# Wet Jacknife Sofa



## spidey

Winterizing the trailer and discovered that top right part of the couch very wet. Always a campers worse nightmare is unknown leaks. I have looked at the roof and all caulking and everthing seems to be fine and no water stains on the ceiling, wall, etc There is a window above this, but not sure where a leak would be coming in

The window is the type that cranks out the right side and the left side is the emergency exit part. Im sure I read somewhere on the forum about that type of window developing a leak over time. But not sure where it would come into.

We did have some really heavy rain recently, but even so, if everything is sealed right shouldn't have a problem.

Any advice is appreciated. For now have a fan to dry out the couch


----------



## spidey

Update for any help. The couch was wet enough to have to take out to air and dry out. No permanent damage I can see, and the compartment around the furnace, etc is bone dry. So if a leak did develop at least found it before things got ruined.

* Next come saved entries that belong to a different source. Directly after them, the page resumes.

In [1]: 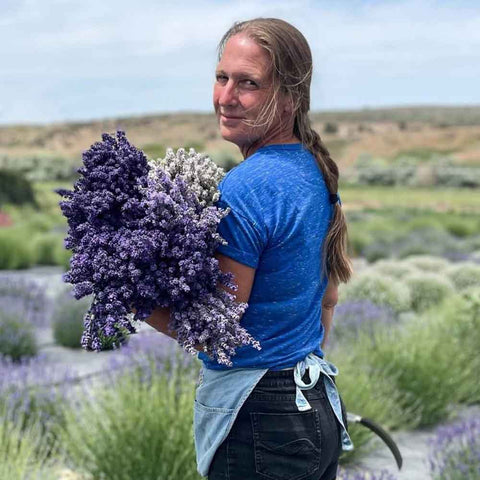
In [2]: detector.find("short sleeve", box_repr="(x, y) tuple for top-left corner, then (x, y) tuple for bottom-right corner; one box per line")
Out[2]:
(215, 198), (265, 269)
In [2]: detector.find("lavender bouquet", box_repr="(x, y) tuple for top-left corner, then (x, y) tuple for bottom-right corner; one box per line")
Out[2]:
(56, 131), (261, 366)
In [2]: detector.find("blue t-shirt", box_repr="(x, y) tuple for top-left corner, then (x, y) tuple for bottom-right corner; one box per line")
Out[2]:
(198, 143), (334, 370)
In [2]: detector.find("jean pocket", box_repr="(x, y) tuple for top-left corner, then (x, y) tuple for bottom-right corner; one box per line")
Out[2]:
(251, 410), (321, 480)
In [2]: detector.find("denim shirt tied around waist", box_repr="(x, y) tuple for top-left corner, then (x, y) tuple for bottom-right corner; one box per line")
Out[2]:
(193, 352), (353, 477)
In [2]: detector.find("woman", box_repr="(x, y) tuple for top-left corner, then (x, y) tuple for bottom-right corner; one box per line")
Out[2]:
(192, 17), (354, 480)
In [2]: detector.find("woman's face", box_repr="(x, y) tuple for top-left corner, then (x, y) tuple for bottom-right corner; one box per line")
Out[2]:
(213, 33), (293, 157)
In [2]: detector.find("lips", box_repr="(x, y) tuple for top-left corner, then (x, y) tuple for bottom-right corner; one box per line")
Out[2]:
(220, 114), (243, 120)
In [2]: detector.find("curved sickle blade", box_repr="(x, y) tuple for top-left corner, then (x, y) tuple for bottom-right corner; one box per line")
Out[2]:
(347, 412), (403, 470)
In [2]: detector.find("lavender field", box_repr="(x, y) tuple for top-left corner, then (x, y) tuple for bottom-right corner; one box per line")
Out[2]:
(1, 110), (480, 478)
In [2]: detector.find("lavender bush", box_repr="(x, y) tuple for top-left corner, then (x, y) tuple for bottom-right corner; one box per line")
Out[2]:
(0, 275), (50, 328)
(329, 299), (396, 346)
(371, 260), (417, 279)
(428, 416), (480, 480)
(337, 467), (397, 480)
(401, 254), (450, 273)
(0, 309), (38, 361)
(402, 272), (454, 312)
(0, 405), (58, 480)
(56, 131), (260, 366)
(51, 288), (96, 349)
(106, 329), (201, 387)
(445, 262), (480, 291)
(0, 352), (77, 457)
(55, 354), (201, 480)
(339, 272), (411, 314)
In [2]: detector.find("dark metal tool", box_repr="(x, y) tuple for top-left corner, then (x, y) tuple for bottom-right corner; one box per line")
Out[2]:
(346, 412), (403, 470)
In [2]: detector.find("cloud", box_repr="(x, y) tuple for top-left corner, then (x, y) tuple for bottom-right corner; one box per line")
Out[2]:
(0, 0), (479, 123)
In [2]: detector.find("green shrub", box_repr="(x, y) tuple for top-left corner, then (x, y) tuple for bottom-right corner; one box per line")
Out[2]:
(357, 315), (456, 427)
(444, 217), (480, 238)
(0, 309), (38, 361)
(445, 263), (480, 291)
(0, 227), (36, 270)
(347, 230), (373, 257)
(54, 245), (72, 271)
(446, 287), (480, 403)
(56, 362), (200, 480)
(31, 232), (63, 266)
(340, 272), (411, 313)
(183, 141), (205, 153)
(211, 150), (240, 172)
(465, 235), (480, 252)
(324, 122), (338, 134)
(362, 240), (393, 262)
(334, 289), (480, 431)
(51, 291), (91, 349)
(433, 166), (480, 188)
(24, 213), (56, 233)
(142, 143), (166, 159)
(404, 216), (444, 231)
(0, 153), (78, 182)
(0, 170), (38, 208)
(331, 345), (418, 464)
(403, 272), (454, 312)
(401, 255), (450, 273)
(371, 260), (417, 279)
(52, 289), (129, 350)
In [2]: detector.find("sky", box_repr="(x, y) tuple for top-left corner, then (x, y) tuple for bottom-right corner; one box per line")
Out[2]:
(1, 0), (479, 125)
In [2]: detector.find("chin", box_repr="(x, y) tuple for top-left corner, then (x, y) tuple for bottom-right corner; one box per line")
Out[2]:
(219, 127), (242, 145)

Had my son use the garden hose and I didn't see any leaks around the window, Had him spray everywhere, above, below, on, etc for about 5 minutes.

When I came back about 30 minutes later I did find one drop of water inside the window and one on the sill below.

I am also trying to open the emergency window, and while I can unlatch it, I cant open it. Does it take a lot of force to open these. We have ever opened it since we got it, and I don't want to force something and break it.


----------



## thefulminator

What model is the trailer? Does it have a slide that comes in over the couch?


----------



## Tiger02

Hard to know without seeing where the sofa is in relation to the window, but you may need to check your weep holes at the bottom edge of the window on the outside. If they become plugged then water could come over the bottom sill and drip onto the sofa. Other than that I would recheck all the caulking anywhere in that area.


----------



## spidey

thefulminator said:


> What model is the trailer? Does it have a slide that comes in over the couch?


25rs. The rear slide does come over it from the back. But it was only wet on one part.

I still think its the window. And since the couch has to sit flat for the slide out to come in, it acted like a sponge as the water came down the wall. Just a theory, since I don't see any water marks anywhere.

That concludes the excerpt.